Legislation to aid the horse industry in Kentucky may be dead after developments in the state capital March 17.
The Senate Committee on State and Local Government opted not to take action—or even discuss—amendments to legislation that would have provided purses and breed development with 1.5% of Instant Racing revenue. The committee was expected to vote on the measure, which was revised from last week to strip language that would have approved Instant Racing by statute.
Republican Sen. Damon Thayer, who chairs the committee, said after the meeting opposition from anti-gaming groups has sprung up in recent days, and he believed he shouldn’t move the bill forward. Only six days prior, the same Senate committee passed the legislation—including the statutory authorization—on a bipartisan 11-1 vote.
“I felt very good when this bill came out of committee last week,” said Thayer. “It got momentum, and it seemed like we had the bipartisan support to move the bill forward as a solution to offer some help and hope for the horse industry.
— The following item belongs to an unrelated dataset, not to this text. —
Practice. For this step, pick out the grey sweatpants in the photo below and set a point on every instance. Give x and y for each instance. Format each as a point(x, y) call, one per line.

But over the last few days, the anti-gaming coalition rallied against the bill—they feel its expanded gambling--and this late in the session, it threw everything into a very tumultuous situation.”
According to published reports, Republican Senate President David Williams, who earlier said the measure had bipartisan support, in the last few days recommended it be altered. He prefers to have Democratic Gov. Steve Beshear sign an executive order or the Kentucky Horse Racing Commission approve new pari-mutuel regulations.
Given the Senate's unwillingness to take action on aid for the racing industry, it appears unlikely the House of Representatives would do so.
While the legislation isn’t officially dead, Thayer admitted it had some “serious challenges” going forward. In addition to those who oppose Instant Racing because they consider it to be a form of expanded gaming, there are others who simply don’t support it due to a lack of knowledge about what it is.
Thayer said he has considered orchestrating an educational hearing about Instant Racing in the future so more Kentuckians can learn the specifics about the machines, what they look like, and how they have benefitted Oaklawn Park in Arkansas for the past decade.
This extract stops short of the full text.